Alla guida dell’Uefa
Lo spirito tenace, a Platini, non è mai mancato. Alla guida della Uefa ha cercato di «immaginare il calcio del futuro». Tre innovazioni decisive, secondo lui: «Abbiamo vietato il retropassaggio al portiere, introdotto l’espulsione diretta per il fallo da dietro e posizionato i palloni attorno al campo. Così abbiamo raddoppiato il tempo di gioco effettivo: da 35 a 70 minuti. Prima, a Napoli, se il pallone usciva dal campo non lo trovavi più», scherza provocando la platea.
La Juve e Trapattoni
Poi, un tuffo nei ricordi bianconeri: «Quando mi chiamò l’avvocato Agnelli non sapevo chi fosse. Mi disse che dovevamo vincere la Coppa dei Campioni: a fatica, posso dire che ce l’abbiamo fatta. Quando decisi di smettere, mi chiese se ero serio. Gli risposi che non sarei mai andato all’Inter, e che poteva stare tranquillo». A proposito di cose che ti lasciano il segno: il 29 maggio 1985, la tragedia dell’Heysel, resta una ferita che non si rimargina. «È stato complesso capire che tanti tifosi venuti da tutta Europa non sarebbero più tornati a casa. Mi è rimasto dentro. Per fortuna che abbiamo giocato, altrimenti sarebbe stato peggio». Platini ricorda con affetto Giovanni Trapattoni: «Un uomo fantastico, semplice, educato. L’unico problema era capire le sue battute in milanese», ironizza. Sul grande schermo del Carani scorrono le immagini del gol più celebre, quello nella finale Intercontinentale: «Era bellissimo e importantissimo eppure l’arbitro mi annullò il gol per un fuorigioco su Sergio Brio. Non sapevo che fare, così mi sdraiai. L’ironia ti salva: cambia la prospettiva del mondo».

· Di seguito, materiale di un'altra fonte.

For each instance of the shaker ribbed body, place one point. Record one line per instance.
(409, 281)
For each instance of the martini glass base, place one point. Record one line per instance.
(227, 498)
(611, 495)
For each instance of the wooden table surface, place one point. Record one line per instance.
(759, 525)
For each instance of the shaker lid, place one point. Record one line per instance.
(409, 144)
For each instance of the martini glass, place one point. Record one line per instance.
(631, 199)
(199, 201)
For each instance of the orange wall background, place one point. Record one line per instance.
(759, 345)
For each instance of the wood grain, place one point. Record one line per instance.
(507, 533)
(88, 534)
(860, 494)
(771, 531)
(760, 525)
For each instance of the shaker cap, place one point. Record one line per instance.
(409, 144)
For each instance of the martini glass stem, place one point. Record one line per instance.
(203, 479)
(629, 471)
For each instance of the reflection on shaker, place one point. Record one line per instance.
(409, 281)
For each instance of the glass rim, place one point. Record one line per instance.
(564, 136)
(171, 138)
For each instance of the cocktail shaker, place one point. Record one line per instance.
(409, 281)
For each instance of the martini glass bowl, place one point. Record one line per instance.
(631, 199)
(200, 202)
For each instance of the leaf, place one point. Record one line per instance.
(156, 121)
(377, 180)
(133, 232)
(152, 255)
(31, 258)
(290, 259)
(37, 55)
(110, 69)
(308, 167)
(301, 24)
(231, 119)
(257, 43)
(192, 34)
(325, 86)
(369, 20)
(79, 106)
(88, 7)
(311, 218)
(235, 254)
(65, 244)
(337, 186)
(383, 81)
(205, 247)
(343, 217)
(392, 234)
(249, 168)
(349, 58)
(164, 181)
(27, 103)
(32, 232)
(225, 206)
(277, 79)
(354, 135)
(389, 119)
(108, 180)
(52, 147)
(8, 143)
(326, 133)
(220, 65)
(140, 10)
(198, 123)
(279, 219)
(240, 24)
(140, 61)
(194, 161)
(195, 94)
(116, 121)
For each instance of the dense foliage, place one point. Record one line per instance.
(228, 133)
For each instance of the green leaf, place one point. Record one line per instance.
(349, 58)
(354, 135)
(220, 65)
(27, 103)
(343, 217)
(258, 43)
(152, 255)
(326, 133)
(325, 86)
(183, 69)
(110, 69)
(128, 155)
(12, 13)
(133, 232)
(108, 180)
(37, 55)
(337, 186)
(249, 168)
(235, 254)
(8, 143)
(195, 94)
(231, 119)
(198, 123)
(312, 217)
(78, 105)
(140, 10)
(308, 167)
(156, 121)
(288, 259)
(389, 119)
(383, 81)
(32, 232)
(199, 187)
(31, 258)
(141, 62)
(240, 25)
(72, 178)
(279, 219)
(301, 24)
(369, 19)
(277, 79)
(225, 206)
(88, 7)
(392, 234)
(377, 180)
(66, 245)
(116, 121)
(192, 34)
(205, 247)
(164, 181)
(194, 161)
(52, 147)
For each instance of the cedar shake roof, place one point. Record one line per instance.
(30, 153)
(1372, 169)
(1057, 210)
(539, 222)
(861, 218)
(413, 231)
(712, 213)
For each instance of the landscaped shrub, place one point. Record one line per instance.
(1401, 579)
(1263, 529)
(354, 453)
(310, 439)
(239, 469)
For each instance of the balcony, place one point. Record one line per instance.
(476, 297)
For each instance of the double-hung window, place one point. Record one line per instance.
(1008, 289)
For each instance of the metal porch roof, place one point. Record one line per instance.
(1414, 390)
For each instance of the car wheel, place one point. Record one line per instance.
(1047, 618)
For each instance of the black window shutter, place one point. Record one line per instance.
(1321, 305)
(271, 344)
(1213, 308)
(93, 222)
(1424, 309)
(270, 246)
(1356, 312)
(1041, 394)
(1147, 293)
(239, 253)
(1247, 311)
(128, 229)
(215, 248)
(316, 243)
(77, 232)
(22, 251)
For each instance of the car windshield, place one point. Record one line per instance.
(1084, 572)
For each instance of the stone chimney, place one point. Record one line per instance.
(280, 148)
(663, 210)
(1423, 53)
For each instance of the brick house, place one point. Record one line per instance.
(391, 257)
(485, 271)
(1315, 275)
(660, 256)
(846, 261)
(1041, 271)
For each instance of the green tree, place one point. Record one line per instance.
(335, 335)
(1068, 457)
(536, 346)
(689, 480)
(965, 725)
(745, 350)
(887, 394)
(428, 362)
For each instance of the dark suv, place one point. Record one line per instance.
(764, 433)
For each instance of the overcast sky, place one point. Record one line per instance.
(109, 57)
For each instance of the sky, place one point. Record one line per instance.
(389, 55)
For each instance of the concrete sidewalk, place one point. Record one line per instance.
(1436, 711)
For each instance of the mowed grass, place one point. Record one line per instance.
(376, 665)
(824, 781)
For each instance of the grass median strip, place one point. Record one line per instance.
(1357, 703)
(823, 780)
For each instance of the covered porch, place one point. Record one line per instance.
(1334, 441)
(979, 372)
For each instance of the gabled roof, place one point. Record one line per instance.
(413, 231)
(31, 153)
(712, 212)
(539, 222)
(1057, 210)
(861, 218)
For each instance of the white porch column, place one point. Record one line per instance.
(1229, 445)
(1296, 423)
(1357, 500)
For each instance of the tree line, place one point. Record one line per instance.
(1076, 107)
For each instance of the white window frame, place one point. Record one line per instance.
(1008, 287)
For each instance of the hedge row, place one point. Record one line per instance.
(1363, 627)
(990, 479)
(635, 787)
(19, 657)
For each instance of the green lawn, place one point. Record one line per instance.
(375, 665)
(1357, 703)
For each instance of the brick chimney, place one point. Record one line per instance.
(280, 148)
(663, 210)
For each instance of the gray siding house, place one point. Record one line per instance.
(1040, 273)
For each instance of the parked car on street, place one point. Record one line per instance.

Champions League e stadi italiani
Sul piano istituzionale, rivendica il valore della Champions League: «È stata il tesoro della Uefa, che l’ha resa più ricca della Fifa, e questo… ha dato fastidio». Con Karl-Heinz Rummenigge, presidente dell’Eca, condivideva «l’idea di un calcio equilibrato fra interessi economici e spirito sportivo». Da quella visione nacque la Nations League. Non mancano frecciate all’Italia: «Il vostro problema sono gli stadi. Avete perso l’occasione dell’Europeo».
Maradona e Sarkozy
Poi un accenno al rivale di un tempo, Diego Maradona: «Non era che noi della Juve dovessimo sfidare lui. Era lui che doveva sfidare noi. Ma Diego è stata la fiamma del Napoli». Platini ha parlato anche del rapporto con Nicolas Sarkozy, ex presidente francese: «Avevamo un bel rapporto, era appassionato di calcio, coetaneo. Oggi vive un momento difficile, ma insieme abbiamo lavorato per portare l’Europeo in Francia. Da quel momento non l’ho più sentito».
La dedica e i ringraziamenti
Alla fine, il ringraziamento semplice: «Alla mia famiglia, ai miei figli, ai miei genitori, agli amici che mi sono rimasti accanto». E uno sguardo alla platea: «È strano, 40 anni dopo, vedere un francese che riempie un teatro a Sassuolo. Ma è bellissimo. Grazie».